If the black comedy at hand had a heroine, it might have been called "Snow White and the Seven Psychopaths." But since it doesn't, it's just plain "Seven Psychopaths" -- the most wickedly well-written and outrageously entertaining film I've seen this year.
We have Irish playwright Martin McDonagh to thank for writing and directing it. Protagonist Marty (Colin Farrell) has best bud Billy (Sam Rockwell) to thank for the psychopaths. He needs them to spice up the lackluster overdue screenplay he's been (hardly) working on. Billy suggests the wild-and-crazy psychopath path, pushing for a big climactic shootout -- a kind of "Wild Bunch of Psychos" homage to Peckinpah.
Billy is wild and crazy, in general, with a lucrative wild-and-crazy occupation: He and his partner Hans (Christopher Walken) kidnap upscale dogs, then "find" and return them to their frantic owners for hefty rewards. Recession? What recession? This is Los Angeles. Business is booming.
It starts booming too loudly, however, when they kidnap the beloved Shih Tzu belonging to psychopathic gangster Charlie (Woody Harrelson), who casually kills people for far lesser misdemeanors. The Shih Tzu's tag should have been a warning: "Return dog or you will [expletive] die."
Add the prolific Jack of Diamonds serial killer, the rabid rabbit-lover Zachariah, the psychotic Vietnamese monk, and a mad chain-smoking Quaker (played by the immortal Harry Dean Stanton) and you get -- well, most if not all the psychopaths who populate both the script and the script-within-the-script.

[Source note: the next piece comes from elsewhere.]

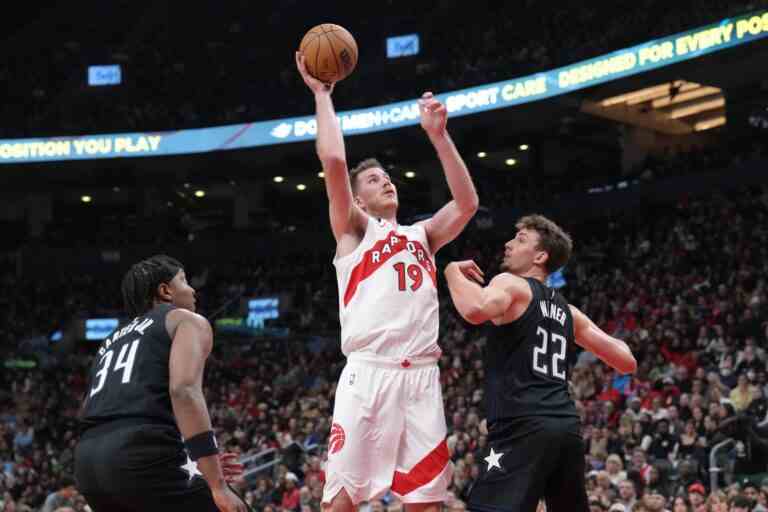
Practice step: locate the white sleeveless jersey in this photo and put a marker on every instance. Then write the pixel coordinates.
(388, 294)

You also get a dream cast of character actors, each portraying his or her uniquely warped personality, "psychopathy being in the eye of the beholder," after all. Most important is the odd couple of dangerously co-dependent friends: ingenuous Mr. Farrell (with his drinking problem and inverted-"V" worried eyebrows) and loony misogynist Mr. Rockwell (with his Travis Bickle references). Dog-loving Mr. Harrelson is terrific, bantering with his victims before blowing them away; rabbit-loving Tom Waits is perfectly perverted, in turn.
All of them play it straight, for expensive rather than cheap laughs, but none better than Mr. Walken -- the only "nonviolent psychopath" of the batch, whose deathly calm and patented eccentric line delivery make for his best performance since "Catch Me if You Can."

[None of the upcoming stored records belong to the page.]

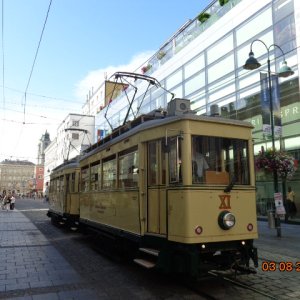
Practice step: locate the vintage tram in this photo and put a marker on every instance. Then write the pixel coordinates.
(64, 194)
(175, 189)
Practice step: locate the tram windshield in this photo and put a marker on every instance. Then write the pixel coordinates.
(218, 160)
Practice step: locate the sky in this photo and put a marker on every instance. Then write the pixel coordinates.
(54, 51)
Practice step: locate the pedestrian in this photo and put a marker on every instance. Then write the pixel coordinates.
(291, 208)
(47, 192)
(7, 202)
(12, 202)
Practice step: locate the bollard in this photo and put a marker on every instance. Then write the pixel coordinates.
(271, 219)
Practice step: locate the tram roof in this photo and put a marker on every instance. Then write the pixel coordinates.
(148, 121)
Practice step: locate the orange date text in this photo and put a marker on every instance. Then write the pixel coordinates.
(283, 266)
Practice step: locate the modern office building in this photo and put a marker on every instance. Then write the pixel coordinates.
(17, 176)
(203, 62)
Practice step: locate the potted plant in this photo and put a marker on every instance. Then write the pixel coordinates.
(146, 68)
(271, 160)
(161, 54)
(203, 17)
(223, 2)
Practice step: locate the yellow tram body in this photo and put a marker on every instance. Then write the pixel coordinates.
(149, 183)
(63, 193)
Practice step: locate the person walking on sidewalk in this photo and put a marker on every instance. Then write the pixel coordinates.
(291, 209)
(12, 202)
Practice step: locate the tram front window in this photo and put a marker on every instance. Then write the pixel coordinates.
(217, 160)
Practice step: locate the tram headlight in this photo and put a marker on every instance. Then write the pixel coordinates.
(226, 220)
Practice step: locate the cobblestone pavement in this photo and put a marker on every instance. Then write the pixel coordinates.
(40, 261)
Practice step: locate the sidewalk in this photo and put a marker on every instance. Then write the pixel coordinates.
(30, 267)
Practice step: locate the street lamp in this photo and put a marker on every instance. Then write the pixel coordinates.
(284, 71)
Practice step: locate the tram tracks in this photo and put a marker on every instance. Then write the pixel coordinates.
(215, 286)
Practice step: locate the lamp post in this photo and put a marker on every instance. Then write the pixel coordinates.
(285, 71)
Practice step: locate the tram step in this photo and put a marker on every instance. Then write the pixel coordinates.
(144, 263)
(153, 252)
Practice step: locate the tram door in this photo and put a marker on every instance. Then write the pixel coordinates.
(156, 207)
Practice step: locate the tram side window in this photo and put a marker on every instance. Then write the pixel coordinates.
(128, 168)
(152, 164)
(85, 179)
(175, 160)
(217, 160)
(95, 176)
(110, 173)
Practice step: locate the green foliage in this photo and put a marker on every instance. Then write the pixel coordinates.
(203, 17)
(222, 2)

Multitalented Mr. McDonagh is a masterful creator of creepy characters that are ever so human despite their inhuman behavior -- such as the lowlife Irish killers (Mr. Farrell and Brendan Gleeson) of his previous film, the existential tragicomic thriller "In Bruges."

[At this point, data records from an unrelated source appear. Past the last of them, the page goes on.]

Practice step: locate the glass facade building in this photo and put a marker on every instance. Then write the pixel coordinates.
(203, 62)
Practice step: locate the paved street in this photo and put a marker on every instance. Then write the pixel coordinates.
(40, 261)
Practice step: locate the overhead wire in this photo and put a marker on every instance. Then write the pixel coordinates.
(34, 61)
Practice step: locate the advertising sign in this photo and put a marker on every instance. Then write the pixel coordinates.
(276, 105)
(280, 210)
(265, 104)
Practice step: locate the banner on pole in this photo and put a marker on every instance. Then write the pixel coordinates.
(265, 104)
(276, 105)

This one seems tailor-made for and about writers, especially struggling alcoholic ones. Marty offers to let Billy and Charlie co-write his script, and they discuss their differing versions of it around a campfire while waiting for the bloody climax. There's much in-joke confusion over the real outside psychopaths vs. the psychopaths in the script -- and about "what happens in the end?"
When all the mayhem and shootouts are said and done, Marty says he wants it to be "life-affirming." Mr. McDonagh says he wants it to be "spiritual but also dark and deranged." The character isn't kidding. The director is pulling our leg.
"Seven Psychos" is a fine over-caffeinated faux-noir thriller. Mr. McDonagh and his profoundly profane language riff on crime film cliches, channeling as well as lampooning Tarantino. It is occasionally over the top (that incendiary Buddhist priest, for example) but overall razor-sharp.
Beware the rough lingo and sudden shocking bursts of violence, somewhere between stylized cartoonish and horrific. That final bloodbath is to die for, in more ways than one.